Pois se a proposta não tem apoio em
“nenhuma das burguesias – nem as opiniões públicas – de qualquer dos grandes
países aceitaria a incógnita de um governo europeu.” E lhe falta “…para isso o
consentimento social e a hegemonia ideológica”, não pode ser a principal ameaça
a uma alternativa de esquerda.
Mas não é só contraditória: está, em
parte desfasada da nova realidade gerada pelo surgimento da crise financeira em
2007. Na avaliação tática do principal adversário do europeísmo de
esquerda, denuncia o Federalismo Europeu na sua forma global, os
Estados Unidos capitalistas da Europa e prevê a sua impossibilidade.
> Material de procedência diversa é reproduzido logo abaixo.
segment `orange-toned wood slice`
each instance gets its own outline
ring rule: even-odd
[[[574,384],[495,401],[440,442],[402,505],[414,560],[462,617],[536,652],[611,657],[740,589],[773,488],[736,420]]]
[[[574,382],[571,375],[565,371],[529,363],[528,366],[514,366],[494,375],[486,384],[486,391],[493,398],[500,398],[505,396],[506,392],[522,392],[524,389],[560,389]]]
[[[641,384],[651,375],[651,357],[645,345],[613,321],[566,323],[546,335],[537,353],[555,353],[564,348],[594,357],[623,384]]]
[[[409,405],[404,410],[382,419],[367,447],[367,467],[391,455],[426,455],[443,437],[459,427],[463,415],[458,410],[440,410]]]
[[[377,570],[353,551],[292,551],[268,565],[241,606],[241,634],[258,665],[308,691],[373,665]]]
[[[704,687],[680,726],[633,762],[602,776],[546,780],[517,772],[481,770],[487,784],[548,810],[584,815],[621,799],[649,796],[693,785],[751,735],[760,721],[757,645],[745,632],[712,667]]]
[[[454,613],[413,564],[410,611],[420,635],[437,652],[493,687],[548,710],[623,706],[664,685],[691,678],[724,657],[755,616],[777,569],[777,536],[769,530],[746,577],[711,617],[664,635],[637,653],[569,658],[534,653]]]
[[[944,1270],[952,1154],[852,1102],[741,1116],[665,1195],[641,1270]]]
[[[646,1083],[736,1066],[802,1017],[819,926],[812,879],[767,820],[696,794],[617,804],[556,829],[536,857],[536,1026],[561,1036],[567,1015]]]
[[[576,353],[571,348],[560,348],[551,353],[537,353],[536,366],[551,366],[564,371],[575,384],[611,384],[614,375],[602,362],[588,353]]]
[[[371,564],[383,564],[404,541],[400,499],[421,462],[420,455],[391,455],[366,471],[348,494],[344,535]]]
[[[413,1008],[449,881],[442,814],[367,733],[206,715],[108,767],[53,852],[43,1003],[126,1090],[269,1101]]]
Mas a realidade política evoluiu de
forma diferente, com a política de desmantelamento dos
acordos políticos e até do próprio princípio de negociação que desenvolveram e
ampliaram a União Europeia e a sua substituição pela tutela da oligarquia
político-financeira germano-francesa, com um Federalismo autoritário, imposto
progressivamente e a golpe institucional.
O austeritarismo como
FL o classificou e bem, é mais do que um reforço da vigilância sobre os
orçamentos, é a subversão da ordem constitucional democrática e do princípio da
igualdade e reciprocidade entre os direitos e interesses das nações
comunitárias. Cada passo neste caminho já é um passo de gigante contra a
democracia e o direito de as nações a disporem de si próprias. E já não está só
em causa a possibilidade da saída voluntária e nacionalista de um país da zona
euro e do acordo da União Europeia; mas a ameaça de marginalização e expulsão
dos países mais dependentes, primeiro a Grécia e depois…? Mas tal significa que
o “Contrato pela Europa” (documento do BE), fez uma avaliação incompleta
nesta matéria e é preciso corrigi-la.
É o que faz FL, e de novo bem, na minha
opinião, ao elaborar o programa do europeísmo de esquerda”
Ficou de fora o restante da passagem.